Ofcom is the communications regulator in the UK and as such their remit is quite diverse, covering TV, radio, video-on-demand, fixed-line phones, mobile phones, and the airwaves over which all these things are made possible. You may have encountered or heard of Ofcom via their complaints handling but this is not the only thing they do. Their principal duty is to further the interest of citizens and consumers, helping them get the best from their communication services by encouraging healthy competition and protecting against dodgy practices.
They have already seen several of their recommendations put in to practice, such as the cutting of line-rental costs for million of customers who take only a landline package and the introduction of automatic compensation from some of the UK's biggest broadband providers for delays to service and missed appointments. Getting these recommendations to be accepted is no easy task. In their duty to keep competition fair and healthy, Ofcom have to make decisions that not everyone agrees with, such as the decision to limit the amount of airwaves that any one company can own for the impending 5G auction.
There are ultimately some things that can't be addressed (yet) because there isn't enough data about the current situation. You wouldn't go on an adventure without a map and some provisions, right?
Data can provide incredible insights and power innovative services and apps. Just look at CityMapper. Working with us at ODI Leeds, Ofcom want to see what their own data could reveal or create - tools for planning, strategy to reach the most isolated communities, or use cases to push for further data release. Amongst these possibilities lies an opportunity to standardise a way of measuring 'connectivity' and perhaps even build the definitions of 'good coverage' and 'bad coverage.' This kind of data can be influential for infrastructure projects but also for SMEs and community groups.

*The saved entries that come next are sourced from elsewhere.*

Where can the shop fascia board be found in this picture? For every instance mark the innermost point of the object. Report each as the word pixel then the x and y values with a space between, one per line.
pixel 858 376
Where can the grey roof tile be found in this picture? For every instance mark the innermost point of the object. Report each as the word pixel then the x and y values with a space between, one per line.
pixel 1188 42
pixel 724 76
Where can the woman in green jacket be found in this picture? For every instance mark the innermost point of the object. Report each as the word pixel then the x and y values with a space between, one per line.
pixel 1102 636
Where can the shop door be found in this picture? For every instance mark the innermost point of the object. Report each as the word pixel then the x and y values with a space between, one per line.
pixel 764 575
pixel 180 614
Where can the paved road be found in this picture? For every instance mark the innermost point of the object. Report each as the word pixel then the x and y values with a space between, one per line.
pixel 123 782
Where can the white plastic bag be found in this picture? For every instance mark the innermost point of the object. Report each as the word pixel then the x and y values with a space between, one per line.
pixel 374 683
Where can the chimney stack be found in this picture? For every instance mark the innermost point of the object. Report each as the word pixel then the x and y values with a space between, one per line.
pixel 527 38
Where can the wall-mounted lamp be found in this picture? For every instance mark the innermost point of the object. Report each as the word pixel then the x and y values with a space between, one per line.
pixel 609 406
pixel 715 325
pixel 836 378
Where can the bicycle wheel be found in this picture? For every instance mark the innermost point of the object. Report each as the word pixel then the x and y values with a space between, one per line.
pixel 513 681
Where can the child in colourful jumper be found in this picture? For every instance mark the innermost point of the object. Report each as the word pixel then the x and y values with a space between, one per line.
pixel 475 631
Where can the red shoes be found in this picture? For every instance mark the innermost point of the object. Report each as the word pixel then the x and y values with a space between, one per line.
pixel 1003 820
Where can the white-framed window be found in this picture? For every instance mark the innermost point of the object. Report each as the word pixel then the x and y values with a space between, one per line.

The Ofcom innovation workshop on Thursday 15 March is designed to get conversations started about the future of data for Ofcom. When we spoke to them, they outlined what they wanted to get from the day and how they wanted to engage with people:
The Innovation Workshop is about data and what we can all do with it, ultimately to improve the lives of consumers and citizens. We want this to be an exploratory and collaborative conversation. We're interested in all your ideas - things you may already be working on and things you can imagine doing in the future. We're in listening mode. What we hope you'll get out of it is a better idea of what data is already available and the chance to collaborate with other experts on possible opportunities for this or other data in future. Equally it's about establishing ongoing collaborative relationships, so that the kind of dialogue we have today isn't something that ends on this day, but continues into the future.
They are honest about the focus for the innovation workshop - data and innovation. They can't make promises about the data they can release, either on the day or in the future (and you'll see why in a moment). And whilst they are always open to conversations about their policy work, they won't be talking about it at the innovation workshop.
So what is the current data playground like?
Ofcom already has an Open Data policy - that we release data openly where possible. We release it on our own website and via data.gov.uk. This promotes innovation and research in the industry generally. A wide range of third parties take it up and many of the benefits flow to consumers.
The data we have comes from different places. Some, for example is our own market research. A lot of the data we have comes from industry. Some data is straightforward to release. Some can't be released, because it is personal or too commercially sensitive. Or, it has been collected for a particular purpose, using legal powers which restrict its use.
Often, we're interested in going further with what we collect and release. Equally, we are interested in what data is not useful. Sometimes we need to know more about the possible benefits from data release, as essentially we may need to do a decent cost-benefit assessment before changing our approach. The more we can understand the use cases for different data sets, the better we can plan our overall data strategy. So while we may not be able to promise new data sets right away, what we can promise is to listen to all your ideas and to build them in to our future thinking.